Utilities
Note
This documentation has been auto-generated from the command help
In addition to the main auto_process.py command, a number of utilities
are available:
analyse_barcodes.py
usage:
analyse_barcodes.py FASTQ [FASTQ...]
analyse_barcodes.py DIR
analyse_barcodes.py -c COUNTS_FILE [COUNTS_FILE...]
Collate and report counts and statistics for Fastq index sequences (aka
barcodes). If multiple Fastq files are supplied then sequences will be pooled
before being analysed. If a single directory is supplied then this will be
assumed to be an output directory from bcl2fastq and files will be processed
on a per-lane basis. If the -c option is supplied then the input must be one
or more file of barcode counts generated previously using the -o option.
optional arguments:
-h, --help show this help message and exit
-v, --version show program's version number and exit
Input and output options:
-c, --counts input is one or more counts files generated by
previous runs using the '-o/--output' option
-o COUNTS_FILE_OUT, --output COUNTS_FILE_OUT
output all counts to tab-delimited file
COUNTS_FILE_OUT. This can be used again in another run
by specifying the '-c' option
Reporting options:
-l LANES, --lanes LANES
restrict analysis to the specified lane numbers
(default is to process all lanes). Multiple lanes can
be specified using ranges (e.g. '2-3'), comma-
separated list ('5,7') or a mixture ('2-3,5,7')
-m MISMATCHES, --mismatches MISMATCHES
maximum number of mismatches to use when grouping
similar barcodes (will be determined automatically if
samplesheet is supplied, otherwise defaults to 0)
--cutoff CUTOFF exclude barcodes/barcode groups from reporting with a
smaller fraction of associated reads than CUTOFF, e.g.
'0.01' excludes barcodes with < 1.0% of reads
(default: 0.001)
-s SAMPLE_SHEET, --sample-sheet SAMPLE_SHEET
report best matches against barcodes in SAMPLE_SHEET
-r REPORT_FILE, --report REPORT_FILE
write report to REPORT_FILE (otherwise write to
stdout)
-x XLS_FILE, --xls XLS_FILE
write XLS version of report to XLS_FILE
-f HTML_FILE, --html HTML_FILE
write HTML version of report to HTML_FILE
-t TITLE, --title TITLE
title for HTML report (default: 'Barcodes Report')

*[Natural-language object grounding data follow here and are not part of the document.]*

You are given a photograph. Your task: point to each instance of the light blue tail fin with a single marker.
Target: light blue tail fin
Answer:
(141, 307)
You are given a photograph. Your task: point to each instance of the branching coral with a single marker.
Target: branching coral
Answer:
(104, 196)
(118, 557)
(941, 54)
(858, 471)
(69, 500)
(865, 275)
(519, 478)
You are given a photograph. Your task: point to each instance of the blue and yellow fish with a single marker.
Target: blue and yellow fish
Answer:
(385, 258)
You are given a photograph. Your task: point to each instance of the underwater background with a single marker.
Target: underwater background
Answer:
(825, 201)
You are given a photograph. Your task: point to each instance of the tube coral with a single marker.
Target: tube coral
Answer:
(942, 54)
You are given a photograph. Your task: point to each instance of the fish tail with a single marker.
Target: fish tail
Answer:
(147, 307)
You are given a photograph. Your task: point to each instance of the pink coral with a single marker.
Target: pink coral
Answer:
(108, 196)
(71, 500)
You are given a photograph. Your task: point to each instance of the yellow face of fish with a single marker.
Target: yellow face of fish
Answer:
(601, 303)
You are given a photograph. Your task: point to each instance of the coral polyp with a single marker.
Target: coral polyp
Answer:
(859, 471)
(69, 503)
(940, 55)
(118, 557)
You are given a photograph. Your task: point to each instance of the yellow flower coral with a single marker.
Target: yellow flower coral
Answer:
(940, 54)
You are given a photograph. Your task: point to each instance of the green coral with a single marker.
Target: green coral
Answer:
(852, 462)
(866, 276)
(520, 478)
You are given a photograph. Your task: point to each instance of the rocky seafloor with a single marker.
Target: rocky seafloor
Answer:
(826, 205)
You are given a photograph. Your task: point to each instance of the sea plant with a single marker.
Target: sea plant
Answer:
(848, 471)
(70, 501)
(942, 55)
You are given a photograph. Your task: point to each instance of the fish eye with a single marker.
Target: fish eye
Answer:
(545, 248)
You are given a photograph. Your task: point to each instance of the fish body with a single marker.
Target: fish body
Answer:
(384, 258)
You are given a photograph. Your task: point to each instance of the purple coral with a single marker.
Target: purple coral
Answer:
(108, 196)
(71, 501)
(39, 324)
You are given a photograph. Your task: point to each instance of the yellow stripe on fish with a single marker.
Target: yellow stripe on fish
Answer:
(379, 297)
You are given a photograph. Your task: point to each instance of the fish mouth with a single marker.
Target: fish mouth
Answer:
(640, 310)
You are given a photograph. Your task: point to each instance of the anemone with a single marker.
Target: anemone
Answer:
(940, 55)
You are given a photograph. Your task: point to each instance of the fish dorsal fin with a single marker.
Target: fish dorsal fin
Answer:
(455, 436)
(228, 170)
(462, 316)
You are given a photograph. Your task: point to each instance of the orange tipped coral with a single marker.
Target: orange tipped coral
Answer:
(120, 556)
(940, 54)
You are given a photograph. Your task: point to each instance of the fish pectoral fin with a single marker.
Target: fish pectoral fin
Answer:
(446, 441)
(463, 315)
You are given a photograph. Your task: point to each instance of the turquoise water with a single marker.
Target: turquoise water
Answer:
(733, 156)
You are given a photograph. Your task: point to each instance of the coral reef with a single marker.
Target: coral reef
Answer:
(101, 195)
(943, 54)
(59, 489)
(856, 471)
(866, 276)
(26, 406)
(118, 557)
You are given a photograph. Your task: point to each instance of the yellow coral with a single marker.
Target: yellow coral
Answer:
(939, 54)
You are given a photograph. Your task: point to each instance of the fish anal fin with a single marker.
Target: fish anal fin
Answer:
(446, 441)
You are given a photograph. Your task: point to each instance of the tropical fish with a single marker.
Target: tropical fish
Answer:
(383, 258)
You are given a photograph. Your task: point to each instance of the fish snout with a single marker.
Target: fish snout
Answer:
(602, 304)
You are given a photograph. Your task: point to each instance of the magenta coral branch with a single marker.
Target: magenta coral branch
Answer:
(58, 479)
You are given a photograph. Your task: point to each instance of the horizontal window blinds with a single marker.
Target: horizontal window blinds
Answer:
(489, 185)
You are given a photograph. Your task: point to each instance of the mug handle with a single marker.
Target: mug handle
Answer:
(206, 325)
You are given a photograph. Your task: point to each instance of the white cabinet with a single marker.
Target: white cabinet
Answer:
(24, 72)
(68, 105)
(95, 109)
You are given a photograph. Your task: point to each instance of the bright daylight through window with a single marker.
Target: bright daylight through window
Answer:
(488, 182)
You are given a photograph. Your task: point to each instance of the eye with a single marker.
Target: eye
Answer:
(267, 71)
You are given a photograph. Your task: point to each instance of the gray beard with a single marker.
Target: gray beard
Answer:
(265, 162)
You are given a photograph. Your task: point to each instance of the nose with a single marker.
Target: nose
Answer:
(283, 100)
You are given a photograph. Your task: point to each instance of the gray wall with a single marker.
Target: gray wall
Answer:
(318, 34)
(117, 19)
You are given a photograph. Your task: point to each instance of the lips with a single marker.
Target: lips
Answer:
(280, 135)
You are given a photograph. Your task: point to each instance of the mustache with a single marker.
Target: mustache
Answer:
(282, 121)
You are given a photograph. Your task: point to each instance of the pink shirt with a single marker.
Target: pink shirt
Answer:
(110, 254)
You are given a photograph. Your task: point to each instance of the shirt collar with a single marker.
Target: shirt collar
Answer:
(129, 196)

-n, --no-report suppress reporting (overrides --report)
Advanced options:
--sequences count sequences instead of barcodes
--seq-start SEQ_START
specify first base of sequence to analyse (for
--sequences option; default is start at the first base
position)
--seq-end SEQ_END specify last base of sequence to analyse (for
--sequences option; default is start at the first base
position)
--minimum_read_fraction FRACTION
weed out individual barcodes from initial analysis
which have a smaller fraction of reads than FRACTION,
e.g. '0.001' removes barcodes with < 0.1% of reads;
speeds up analysis at the expense of accuracy as
reported counts will be approximate (default: 1.0e-6)
assign_barcodes.py
usage: assign_barcodes.py [-h] [-n N] INPUT.fq OUTPUT.fq
Extract arbitrary sequence fragments from reads in INPUT.fq FASTQ file and
assign these as the index (barcode) sequences in the read headers in
OUTPUT.fq.
positional arguments:
INPUT.fq Input FASTQ file
OUTPUT.fq Output FASTQ file
optional arguments:
-h, --help show this help message and exit
-n N remove first N bases from each read and assign these as barcode
index sequence (default: 5)
audit_projects.py
usage: audit_projects.py [-h] [--pi PI_NAME] [--unassigned] [DIR [DIR ...]]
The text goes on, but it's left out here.